Source:
https://scmp.com/news/hong-kong/health-environment/article/2146954/wheelchair-using-hku-student-josy-chow-fights-rare
Hong Kong/ Health & Environment

Wheelchair-using HKU student Josy Chow fights rare disease, pushes for drug and chases dream of being an author in English

Spirit of Hong Kong Award nominee wants city to introduce a medication that can treat those like her afflicted with spinal muscular atrophy

Spirit of Hong Kong nominee Josy Chow Pui-shan (left) with her mother. Photo: Xiaomei Chen

Using a wheelchair and having only minimal use of her hands, Josy Chow Pui-shan still eagerly embraces her dream and has kept moving towards it against all odds.

“I want to be an author and write in English. I want to spread positive energy to everyone, especially those who languish in the darkness,” the 24-year-old Hongkonger said.

“I want to tell them: perseverance produces hope.”

Chow has spinal muscular atrophy (SMA), a genetic disorder that gradually destroys physical abilities such as walking and breathing. Almost completely paralysed, the English and linguistics student at the University of Hong Kong can only type with her right thumb and index finger.

Chow hopes that a medication treating SMA patients like her will soon be available in Hong Kong. Photo: Xiaomei Chen
Chow hopes that a medication treating SMA patients like her will soon be available in Hong Kong. Photo: Xiaomei Chen

And her health condition has been getting worse.

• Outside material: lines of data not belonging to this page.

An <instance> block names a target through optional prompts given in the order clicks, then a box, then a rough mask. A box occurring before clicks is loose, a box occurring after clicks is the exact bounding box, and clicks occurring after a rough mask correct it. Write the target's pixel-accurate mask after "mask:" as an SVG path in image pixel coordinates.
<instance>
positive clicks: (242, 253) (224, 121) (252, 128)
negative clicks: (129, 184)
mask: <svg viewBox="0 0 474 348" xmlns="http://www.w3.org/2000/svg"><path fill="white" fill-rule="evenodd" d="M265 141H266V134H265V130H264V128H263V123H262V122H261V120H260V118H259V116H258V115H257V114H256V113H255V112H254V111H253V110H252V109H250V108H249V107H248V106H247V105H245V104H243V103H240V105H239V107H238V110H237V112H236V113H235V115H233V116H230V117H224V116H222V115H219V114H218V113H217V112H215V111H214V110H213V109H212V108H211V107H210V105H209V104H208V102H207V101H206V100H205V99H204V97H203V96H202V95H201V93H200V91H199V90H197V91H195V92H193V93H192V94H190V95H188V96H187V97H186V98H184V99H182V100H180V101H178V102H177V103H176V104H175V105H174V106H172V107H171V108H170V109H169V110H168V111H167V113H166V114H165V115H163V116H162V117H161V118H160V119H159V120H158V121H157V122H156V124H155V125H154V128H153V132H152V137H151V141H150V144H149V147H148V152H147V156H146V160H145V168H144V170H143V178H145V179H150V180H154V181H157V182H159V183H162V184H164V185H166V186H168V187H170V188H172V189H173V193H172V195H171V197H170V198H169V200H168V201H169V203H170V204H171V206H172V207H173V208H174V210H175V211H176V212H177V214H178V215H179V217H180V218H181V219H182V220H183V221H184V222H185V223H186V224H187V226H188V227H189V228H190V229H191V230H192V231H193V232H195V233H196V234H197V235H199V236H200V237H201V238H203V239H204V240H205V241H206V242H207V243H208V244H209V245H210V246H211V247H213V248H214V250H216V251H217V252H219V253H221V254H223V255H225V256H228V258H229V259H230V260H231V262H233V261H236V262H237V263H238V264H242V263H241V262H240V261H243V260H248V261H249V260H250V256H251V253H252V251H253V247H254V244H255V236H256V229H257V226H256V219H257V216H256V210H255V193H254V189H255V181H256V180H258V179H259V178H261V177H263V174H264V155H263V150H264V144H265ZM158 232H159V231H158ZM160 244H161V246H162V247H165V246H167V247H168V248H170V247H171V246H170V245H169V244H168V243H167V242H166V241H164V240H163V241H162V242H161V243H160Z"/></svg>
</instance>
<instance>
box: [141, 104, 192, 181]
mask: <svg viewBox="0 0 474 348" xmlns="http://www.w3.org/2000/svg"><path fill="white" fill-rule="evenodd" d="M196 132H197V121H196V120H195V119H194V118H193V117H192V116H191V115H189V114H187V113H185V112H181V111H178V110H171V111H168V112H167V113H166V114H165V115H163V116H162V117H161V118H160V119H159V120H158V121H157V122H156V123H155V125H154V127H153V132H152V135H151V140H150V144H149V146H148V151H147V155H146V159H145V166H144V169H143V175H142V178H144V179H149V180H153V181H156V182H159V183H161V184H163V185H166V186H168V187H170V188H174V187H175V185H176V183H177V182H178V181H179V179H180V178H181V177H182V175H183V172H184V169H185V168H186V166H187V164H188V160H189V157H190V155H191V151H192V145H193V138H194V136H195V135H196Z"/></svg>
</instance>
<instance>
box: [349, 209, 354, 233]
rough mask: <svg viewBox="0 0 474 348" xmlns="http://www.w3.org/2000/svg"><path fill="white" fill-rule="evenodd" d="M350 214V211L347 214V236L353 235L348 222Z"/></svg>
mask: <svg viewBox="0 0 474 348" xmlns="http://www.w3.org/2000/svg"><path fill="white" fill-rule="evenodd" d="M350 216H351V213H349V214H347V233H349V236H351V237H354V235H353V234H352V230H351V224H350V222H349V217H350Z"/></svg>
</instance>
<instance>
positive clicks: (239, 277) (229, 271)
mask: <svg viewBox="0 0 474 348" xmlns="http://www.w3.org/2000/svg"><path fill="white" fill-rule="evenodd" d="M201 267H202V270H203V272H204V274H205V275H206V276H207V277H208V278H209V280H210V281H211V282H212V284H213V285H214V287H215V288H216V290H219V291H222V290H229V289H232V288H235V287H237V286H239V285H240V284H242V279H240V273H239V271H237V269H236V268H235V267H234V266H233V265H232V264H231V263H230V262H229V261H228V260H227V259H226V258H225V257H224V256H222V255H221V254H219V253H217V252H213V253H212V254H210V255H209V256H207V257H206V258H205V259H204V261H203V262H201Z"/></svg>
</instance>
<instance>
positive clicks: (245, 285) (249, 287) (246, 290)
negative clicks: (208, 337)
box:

“I don’t feel any pain, but I feel limp and easily exhausted,” she said.

It takes me three to four weeks to write a 2,000-word essay Josy Chow Pui-shan, HKU student

“I can only do my homework very slowly. It takes me three to four weeks to write a 2,000-word essay.”

For a recent examination, she had to recite her answers to an HKU staff member who typed them out for her.

But Chow remained hopeful that a new drug coming to Hong Kong would help improve her health condition and others afflicted with the rare disease.

Last year Chow spent four months writing a proposal calling for SMA patients to be treated with the medication, prompting Chief Executive Carrie Lam Cheng Yuet-ngor to pledge she would personally ensure the drug be made available promptly.

About two months ago, the city’s leader visited Chow, telling her that local patients would be given the drug via an “expanded access programme”.

Lam commended Chow for her strong determination and thanked the student for her long-time efforts in helping other SMA patients.

Chow has been nominated by HKU for the Post’s Spirit of Hong Kong Awards this year in the Overcoming Personal Challenge category. The award honours people who have embarked on inspirational journeys to achieve their dreams.

The young woman said she had gained considerable support from many people, including HKU officials who have accommodated her special study needs.

She thanked Lam and her ministers as well as the Hospital Authority for giving her hope by helping to introduce the drug into the city.

Chow is also deeply grateful to her mother, who declined to be identified by name.

“My mother is everything. She is my doctor, my nurse, my therapist and my servant,” Chow said with a smile as her “carer” sat beside her.

In a poem, Chow wrote that her mother had brought her happiness and that their hearts were “connected with a wire, which is love, never apart”.